Wearing Eyeglasses With Contacts -- Farsighted -- What PLs to Get?

Discussion in 'Glasses' started by MykalCrooks, Jun 20, 2006.

  1. MykalCrooks

    MykalCrooks Guest

    Ok, last October I decide to start wearing prescription lenses because the
    OTC reading-glasses shuffle was getting ridiculous. I am farsighted with
    presbyopia. I wear contacts to correct my distance vision, but now I'm
    thinking of also wearing prescription glasses over my contacts to correct
    for my presbyopia.

    Last October I asked here about the prudence of wearing eyeglasses with
    contacts -- to correct my farsightedness and eyeglasses to correct my
    presbyopia for viewing things at near and intermediate ranges. Responses to
    the query informed me that such a solution is doable and implemented
    frequently by at least some optical clinicians. So I went out and found a
    good eye doctor place, got an eye exam, and had contacts fitted. Since then,
    I've worn the contacts and have gotten quite used to them and now I'm ready
    for the second part of the solution -- choosing eyeglasses that I'll wear to
    supplement the contact lenses for viewing things clearly at intermediate and
    near ranges.

    The contacts I wear now are +1.25 in one eye and +1.50 in the other. That's
    all, and that does the trick for all distance viewing -- it works great for
    bicycle riding and driving and general outdoor use.
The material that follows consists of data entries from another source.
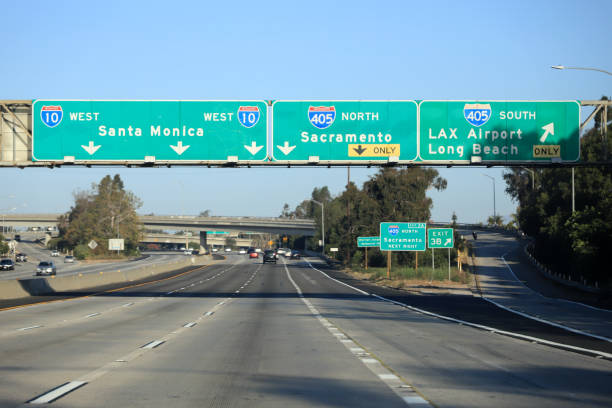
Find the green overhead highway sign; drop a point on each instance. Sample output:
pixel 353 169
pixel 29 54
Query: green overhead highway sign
pixel 149 131
pixel 440 238
pixel 497 131
pixel 344 131
pixel 363 242
pixel 402 236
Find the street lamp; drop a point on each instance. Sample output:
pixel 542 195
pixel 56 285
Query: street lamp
pixel 494 212
pixel 4 210
pixel 532 176
pixel 322 222
pixel 581 68
pixel 604 121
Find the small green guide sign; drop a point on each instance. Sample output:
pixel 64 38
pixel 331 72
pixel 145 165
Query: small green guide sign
pixel 440 238
pixel 178 131
pixel 402 236
pixel 368 242
pixel 346 131
pixel 498 131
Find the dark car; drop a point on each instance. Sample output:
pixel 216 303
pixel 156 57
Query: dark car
pixel 7 265
pixel 46 268
pixel 269 256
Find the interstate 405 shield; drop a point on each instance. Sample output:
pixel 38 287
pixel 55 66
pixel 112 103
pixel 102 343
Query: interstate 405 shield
pixel 498 131
pixel 346 131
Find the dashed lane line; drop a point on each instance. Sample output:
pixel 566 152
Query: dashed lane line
pixel 396 383
pixel 567 347
pixel 66 388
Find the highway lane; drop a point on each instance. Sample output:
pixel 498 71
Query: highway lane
pixel 37 253
pixel 497 259
pixel 252 340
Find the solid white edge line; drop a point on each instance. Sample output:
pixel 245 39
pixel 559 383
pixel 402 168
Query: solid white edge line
pixel 547 321
pixel 388 379
pixel 507 333
pixel 57 392
pixel 336 280
pixel 29 328
pixel 546 297
pixel 478 326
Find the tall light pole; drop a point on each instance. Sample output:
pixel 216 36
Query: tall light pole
pixel 532 177
pixel 494 212
pixel 4 210
pixel 322 223
pixel 604 121
pixel 582 68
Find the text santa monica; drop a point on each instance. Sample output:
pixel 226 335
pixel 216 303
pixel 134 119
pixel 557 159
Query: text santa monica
pixel 153 131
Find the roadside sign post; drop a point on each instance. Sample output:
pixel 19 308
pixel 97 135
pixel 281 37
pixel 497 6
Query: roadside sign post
pixel 401 236
pixel 365 242
pixel 441 238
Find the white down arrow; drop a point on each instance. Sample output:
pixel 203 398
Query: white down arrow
pixel 179 148
pixel 286 148
pixel 253 148
pixel 91 149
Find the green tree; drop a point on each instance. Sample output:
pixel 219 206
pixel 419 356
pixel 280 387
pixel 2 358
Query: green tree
pixel 106 211
pixel 575 244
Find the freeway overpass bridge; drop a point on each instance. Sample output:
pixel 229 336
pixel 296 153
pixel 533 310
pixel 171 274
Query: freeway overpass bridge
pixel 193 224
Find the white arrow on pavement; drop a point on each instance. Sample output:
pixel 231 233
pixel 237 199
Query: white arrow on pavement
pixel 286 148
pixel 179 148
pixel 91 149
pixel 253 148
pixel 550 128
    To correct my presbyopia for viewing objects at closer ranges, I presently
    wear OTC reading glasses over the contacts. Consistent with my prescription,
    over the contacts I wear +1.25 glasses for intermediate range objects and
    +2.25 eyeglasses for viewing near objects. An example of an intermediate
    range object is my computer screen at 30" or a newspaper on a table 48"
    away. An example of a close range object is a book between 12" and 24" from
    my face. (To clearly view details of an object closer than 12", I need a
    greater diopter.

    My question is what kind of glasses will work best for wearing eyeglasses
    over my contacts? I've already decided I want to use a progressive lenses.
    Basically a lens with "Plano" correction for distance vision, with an Add of
    +1.25 for computer screen and intermediate and an Add of +2.50 for fine read

    I'm wondering if a Zeiss Gradal or Gradal Top (?) will work best. What I
    want is a lens that provides a wide field of view over the intermediate
    range instead of the narrow view that I understand is common to most
    progressives. Because I need no correction for distance vision out of the
    eyeglasses, I'm thinking that maybe it will be optically more feasible to
    have lenses that provide the wide intermediate view that I want. Also, I'm
    thinking about taller frames, like old-fashioned black horn rim glasses, so
    constraints imposed by limited height shouldn't be a big problem.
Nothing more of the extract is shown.